Enviada em 07/10/2019

No século V a.C , Aristóteles foi reconhecido por defender o direito de cidadania e, segundo ele, para um indivíduo ser considerado cidadão, o mesmo deve participar do meio político. Embora seja de inigualável importância, ainda é possível observar o desinteresse do jovem pela política, além do impedimento de sua participação na construção da sociedade brasileira. Desse modo, torna-se necessária a análise dos fatos que levam a essa problemática.

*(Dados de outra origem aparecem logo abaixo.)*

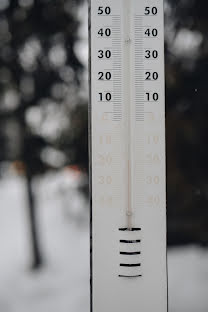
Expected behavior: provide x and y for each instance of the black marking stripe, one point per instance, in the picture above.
(130, 253)
(130, 276)
(129, 265)
(130, 241)
(130, 230)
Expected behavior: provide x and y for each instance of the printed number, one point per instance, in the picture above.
(151, 76)
(153, 200)
(105, 97)
(153, 159)
(154, 96)
(153, 139)
(150, 11)
(105, 180)
(104, 54)
(104, 32)
(153, 180)
(104, 76)
(151, 32)
(104, 10)
(104, 160)
(151, 54)
(105, 139)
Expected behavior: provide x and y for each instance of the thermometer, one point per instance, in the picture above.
(127, 134)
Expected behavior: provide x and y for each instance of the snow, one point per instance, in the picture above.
(63, 284)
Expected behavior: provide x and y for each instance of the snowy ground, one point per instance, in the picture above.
(64, 283)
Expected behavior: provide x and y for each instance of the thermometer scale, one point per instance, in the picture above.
(127, 132)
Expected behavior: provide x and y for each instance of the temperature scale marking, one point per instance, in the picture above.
(127, 124)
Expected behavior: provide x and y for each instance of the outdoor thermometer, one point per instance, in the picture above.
(127, 133)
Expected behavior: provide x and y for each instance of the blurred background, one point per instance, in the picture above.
(44, 211)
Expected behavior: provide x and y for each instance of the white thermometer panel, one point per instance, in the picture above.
(128, 156)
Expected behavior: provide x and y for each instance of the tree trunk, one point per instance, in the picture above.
(37, 259)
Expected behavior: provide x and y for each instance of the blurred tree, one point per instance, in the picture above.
(40, 79)
(187, 126)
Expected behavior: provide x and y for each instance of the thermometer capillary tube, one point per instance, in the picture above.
(127, 104)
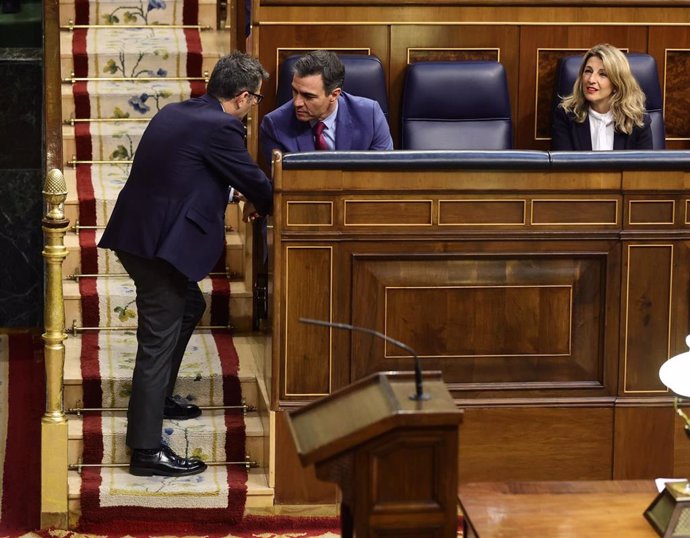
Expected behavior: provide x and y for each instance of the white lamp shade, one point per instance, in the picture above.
(675, 373)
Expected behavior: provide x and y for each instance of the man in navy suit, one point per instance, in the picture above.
(350, 122)
(168, 231)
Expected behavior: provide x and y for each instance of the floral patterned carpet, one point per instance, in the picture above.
(131, 72)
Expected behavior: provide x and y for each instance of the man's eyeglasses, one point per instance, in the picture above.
(256, 96)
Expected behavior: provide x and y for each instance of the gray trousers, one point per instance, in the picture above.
(169, 306)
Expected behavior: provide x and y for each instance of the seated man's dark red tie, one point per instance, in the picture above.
(319, 138)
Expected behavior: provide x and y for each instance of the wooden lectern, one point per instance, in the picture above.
(394, 458)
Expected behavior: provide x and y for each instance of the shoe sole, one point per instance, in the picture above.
(181, 417)
(141, 471)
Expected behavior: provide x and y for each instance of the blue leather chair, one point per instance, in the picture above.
(456, 105)
(644, 69)
(364, 76)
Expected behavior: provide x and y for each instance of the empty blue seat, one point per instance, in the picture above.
(364, 76)
(643, 67)
(456, 105)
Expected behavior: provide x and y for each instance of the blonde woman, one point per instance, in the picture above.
(606, 109)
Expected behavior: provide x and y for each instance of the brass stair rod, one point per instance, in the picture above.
(72, 79)
(71, 26)
(74, 162)
(78, 227)
(77, 276)
(79, 466)
(75, 330)
(79, 410)
(72, 121)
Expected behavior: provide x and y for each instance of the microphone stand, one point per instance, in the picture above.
(419, 394)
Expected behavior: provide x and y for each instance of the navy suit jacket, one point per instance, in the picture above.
(569, 135)
(173, 204)
(359, 125)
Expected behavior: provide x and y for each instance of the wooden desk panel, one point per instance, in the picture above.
(599, 509)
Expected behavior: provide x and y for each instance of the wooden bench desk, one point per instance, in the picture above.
(588, 509)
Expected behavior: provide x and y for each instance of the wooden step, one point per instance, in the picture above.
(254, 445)
(207, 13)
(259, 493)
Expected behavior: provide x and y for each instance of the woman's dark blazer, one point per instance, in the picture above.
(569, 135)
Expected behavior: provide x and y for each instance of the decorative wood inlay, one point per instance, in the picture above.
(481, 212)
(547, 67)
(388, 212)
(574, 212)
(307, 359)
(677, 94)
(431, 54)
(544, 320)
(651, 211)
(309, 213)
(647, 331)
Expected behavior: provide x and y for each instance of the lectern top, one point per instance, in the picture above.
(366, 409)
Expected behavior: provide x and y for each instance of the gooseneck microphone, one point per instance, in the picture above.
(419, 393)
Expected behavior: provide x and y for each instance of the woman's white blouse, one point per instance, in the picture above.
(601, 129)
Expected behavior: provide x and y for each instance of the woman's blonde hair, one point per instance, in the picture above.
(627, 99)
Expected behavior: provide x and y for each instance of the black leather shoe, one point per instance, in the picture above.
(179, 408)
(163, 463)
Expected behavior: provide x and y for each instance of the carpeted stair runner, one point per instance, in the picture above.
(158, 62)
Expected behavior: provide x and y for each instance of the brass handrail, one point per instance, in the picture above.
(54, 508)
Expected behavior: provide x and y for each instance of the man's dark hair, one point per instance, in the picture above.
(235, 73)
(324, 63)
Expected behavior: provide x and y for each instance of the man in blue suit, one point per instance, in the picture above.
(168, 231)
(349, 122)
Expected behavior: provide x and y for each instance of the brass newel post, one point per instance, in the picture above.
(54, 460)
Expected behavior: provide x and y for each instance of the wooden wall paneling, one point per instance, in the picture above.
(295, 484)
(646, 293)
(307, 360)
(276, 41)
(681, 446)
(670, 46)
(529, 12)
(535, 443)
(448, 42)
(491, 319)
(641, 441)
(540, 49)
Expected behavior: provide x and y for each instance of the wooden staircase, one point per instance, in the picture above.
(215, 43)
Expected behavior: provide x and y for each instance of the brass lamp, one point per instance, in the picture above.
(669, 513)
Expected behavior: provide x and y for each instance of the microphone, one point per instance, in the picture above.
(419, 394)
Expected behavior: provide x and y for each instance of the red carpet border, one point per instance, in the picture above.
(20, 458)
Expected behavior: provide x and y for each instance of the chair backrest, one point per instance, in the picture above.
(364, 76)
(456, 105)
(643, 67)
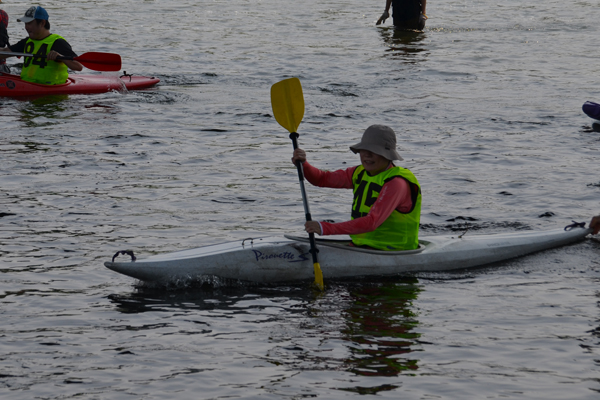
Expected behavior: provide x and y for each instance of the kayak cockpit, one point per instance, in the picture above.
(345, 244)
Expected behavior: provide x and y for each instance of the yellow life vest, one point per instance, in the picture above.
(399, 231)
(38, 69)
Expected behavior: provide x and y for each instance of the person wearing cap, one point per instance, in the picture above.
(46, 47)
(408, 14)
(386, 210)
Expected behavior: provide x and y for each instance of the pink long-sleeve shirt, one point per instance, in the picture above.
(395, 195)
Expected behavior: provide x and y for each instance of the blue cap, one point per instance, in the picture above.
(35, 12)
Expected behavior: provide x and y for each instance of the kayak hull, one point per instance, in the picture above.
(14, 86)
(591, 109)
(287, 258)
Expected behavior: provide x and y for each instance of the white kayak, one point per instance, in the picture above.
(287, 258)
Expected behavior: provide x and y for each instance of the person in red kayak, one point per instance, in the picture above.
(387, 199)
(408, 14)
(46, 47)
(3, 39)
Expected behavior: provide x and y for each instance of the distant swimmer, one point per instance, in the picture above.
(408, 14)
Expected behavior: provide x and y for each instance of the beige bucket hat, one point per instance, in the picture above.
(378, 139)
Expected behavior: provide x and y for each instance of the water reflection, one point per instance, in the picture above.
(43, 111)
(402, 43)
(381, 324)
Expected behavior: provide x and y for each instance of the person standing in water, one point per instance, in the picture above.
(408, 14)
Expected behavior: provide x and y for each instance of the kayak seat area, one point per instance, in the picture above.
(345, 244)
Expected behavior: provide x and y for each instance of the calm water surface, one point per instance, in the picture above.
(487, 107)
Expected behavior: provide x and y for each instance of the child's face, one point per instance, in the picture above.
(373, 163)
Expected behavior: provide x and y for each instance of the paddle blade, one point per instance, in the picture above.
(100, 61)
(319, 277)
(288, 103)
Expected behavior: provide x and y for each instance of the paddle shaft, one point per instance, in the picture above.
(313, 246)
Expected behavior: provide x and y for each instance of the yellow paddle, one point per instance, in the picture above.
(288, 107)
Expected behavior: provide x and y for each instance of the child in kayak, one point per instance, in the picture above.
(43, 67)
(387, 199)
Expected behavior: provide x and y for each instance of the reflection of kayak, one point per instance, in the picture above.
(591, 109)
(287, 259)
(13, 86)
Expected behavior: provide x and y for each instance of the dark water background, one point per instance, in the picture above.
(487, 107)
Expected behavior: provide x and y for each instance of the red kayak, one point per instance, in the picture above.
(13, 86)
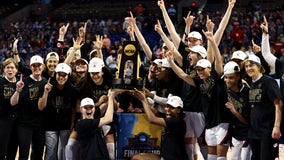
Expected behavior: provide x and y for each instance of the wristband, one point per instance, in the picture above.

De acordo com o Tribunal Superior Eleitoral (TSE),o número de votos facultativos de jovens entre 16 e 17 anos diminuiu 31,5% no período de 2010 e 2014. Isso se dá devido à falta de informação da parcela mais nova da sociedade, uma vez que o governo não dissemina o conhecimento necessário, impossibilitando assim a falta de oportunidade dos jovens na composição do futuro brasileiro.

Ademais, é válido ressaltar que a proteção familiar exacerbada corrobora o bloqueio dos jovens com a constituição da sociedade posterior, posto que tais adolescentes são eliminados de suas responsabilidades com o cenário sociopolítico. Sob esse viés, é indispensável enfatizar a importância da juventude no pensamento do corpo social, e cabe a família encaminhar as primeiras ações para tal processo.

Fica evidente, portanto, a imprescindibilidade da introdução dos jovens no meio social brasileiro. Dessa maneira, cabe ao Ministério da Cidadania fomentar o conhecimento de adolescentes e suas famílias, por meio de propagandas e palestras, aumentando verbas, com o intuito de garantir a formação de pensamentos concretos para a contribuição com o cenário político brasileiro. Além disso, o Ministério da Educação deve introduzir o juízo crítico nas escolas, para assegurar a harmonia social. Sob tal ótica, será possível perpetuar o direito  de cidadania defendido por Aristóteles.